The topic variable, epsilon (called f_tolerance
in the simulator), controls the numerical precision that the network can achieve. Different problems will require different numbers of significant digits. If epsilon is too large, it limits the network’s ability to distinguish between losses: for problems where the network needs to detect very small log-loss differences, a large value of epsilon would result in the same regrets, weights, scores, and rewards for all workers and reputers. Therefore the topic creator must set the value for epsilon. Once set, it should be immutable, or at least only be changed through some form of voting consensus by the topic participants. The goal here is to quantify the mapping between epsilon and the numerical precision (~number of significant digits) that can be meaningfully handled by the network.
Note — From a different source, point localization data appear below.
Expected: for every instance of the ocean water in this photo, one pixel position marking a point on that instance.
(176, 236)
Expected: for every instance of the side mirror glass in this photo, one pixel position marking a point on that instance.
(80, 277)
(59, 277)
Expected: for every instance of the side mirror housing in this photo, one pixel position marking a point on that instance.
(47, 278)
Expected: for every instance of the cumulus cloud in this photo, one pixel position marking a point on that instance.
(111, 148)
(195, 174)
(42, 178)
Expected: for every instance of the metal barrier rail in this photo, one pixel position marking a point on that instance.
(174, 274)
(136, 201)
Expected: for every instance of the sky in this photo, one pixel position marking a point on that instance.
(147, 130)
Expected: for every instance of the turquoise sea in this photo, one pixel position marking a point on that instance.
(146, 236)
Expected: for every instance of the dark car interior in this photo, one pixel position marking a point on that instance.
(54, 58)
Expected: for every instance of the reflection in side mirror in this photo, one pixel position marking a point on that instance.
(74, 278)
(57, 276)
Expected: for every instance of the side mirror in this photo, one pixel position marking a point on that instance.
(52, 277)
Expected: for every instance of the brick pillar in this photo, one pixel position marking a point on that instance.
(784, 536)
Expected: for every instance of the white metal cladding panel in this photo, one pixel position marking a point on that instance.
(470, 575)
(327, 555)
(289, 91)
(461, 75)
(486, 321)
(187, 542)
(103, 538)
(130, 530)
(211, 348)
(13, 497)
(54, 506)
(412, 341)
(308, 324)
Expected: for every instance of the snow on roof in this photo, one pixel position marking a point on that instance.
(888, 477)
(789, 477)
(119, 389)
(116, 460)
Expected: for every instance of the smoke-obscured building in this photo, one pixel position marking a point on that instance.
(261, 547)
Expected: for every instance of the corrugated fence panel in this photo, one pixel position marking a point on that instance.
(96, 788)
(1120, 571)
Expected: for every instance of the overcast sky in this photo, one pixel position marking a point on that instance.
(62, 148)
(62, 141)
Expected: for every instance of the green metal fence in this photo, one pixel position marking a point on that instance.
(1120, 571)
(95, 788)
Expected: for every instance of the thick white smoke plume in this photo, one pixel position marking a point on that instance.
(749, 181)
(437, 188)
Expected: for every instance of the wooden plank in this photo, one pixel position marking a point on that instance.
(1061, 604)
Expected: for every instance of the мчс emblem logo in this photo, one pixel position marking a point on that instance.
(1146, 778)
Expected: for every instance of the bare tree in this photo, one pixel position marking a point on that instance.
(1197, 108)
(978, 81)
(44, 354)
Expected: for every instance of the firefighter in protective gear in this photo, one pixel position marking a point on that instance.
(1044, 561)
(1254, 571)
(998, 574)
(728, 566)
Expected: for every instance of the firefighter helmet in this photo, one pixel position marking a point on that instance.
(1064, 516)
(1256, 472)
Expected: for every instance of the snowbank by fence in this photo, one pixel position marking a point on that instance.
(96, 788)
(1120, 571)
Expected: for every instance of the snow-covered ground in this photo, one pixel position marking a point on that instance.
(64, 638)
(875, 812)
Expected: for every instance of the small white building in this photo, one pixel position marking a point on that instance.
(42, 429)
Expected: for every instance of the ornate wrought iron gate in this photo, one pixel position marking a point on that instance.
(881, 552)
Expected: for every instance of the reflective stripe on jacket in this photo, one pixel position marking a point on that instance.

My preliminary investigations working directly with the network loss (combinator_loss
) and various precision metrics as a function of network participants did not prove useful in defining the network precision. After helpful discussions with @Apollo11 (thanks!), it became clear the best way to quantify the epsilon-to-precision mapping was directly through the get_weights
function.
The strategy to determine the epsilon → numerical precision mapping is as follows:
-
Understand coarsely how the output weight distribution depends on the input regret distribution and epsilon values in the
get_weights
function. -
Identify regimes in the regret-epsilon space in which the spread of weights is either large enough to distinguish between different workers, or too small to distinguish between different workers.
-
Run a finely sampled Monte-Carlo parameter space study to determine the transition point(s) in [mean(regrets), std(regrets), epsilon] space at which the network is (un)able to distinguish between different workers.
The following plots demonstrate important regimes of behaviour in the mapping between regrets and weights when simulating a simple network with a small number of participants.
Negative regrets: The y-axis gives the resulting weight from the get_weight
function for the epsilon (f_tolerance
variable in the simulator) value on the x-axis and for a linearly spaced regret distribution with the maximum and minimum specified in the title. The left-hand plot shows when the gradient of the potential is used to map regrets to weights (relevant for Eq 8 and 11 in the white paper). The right-hand plots shows when the potential is used to map regrets to weights (relevant for Eq 28 in the white paper). The solid (dotted) lines shows where epsilon has (not) been multiplied by np.abs(np.median(regret)) in the denominator of Eq 8, 11, 28). The vertical dashed line shows std(regrets)/np.abs(np.median(regret)).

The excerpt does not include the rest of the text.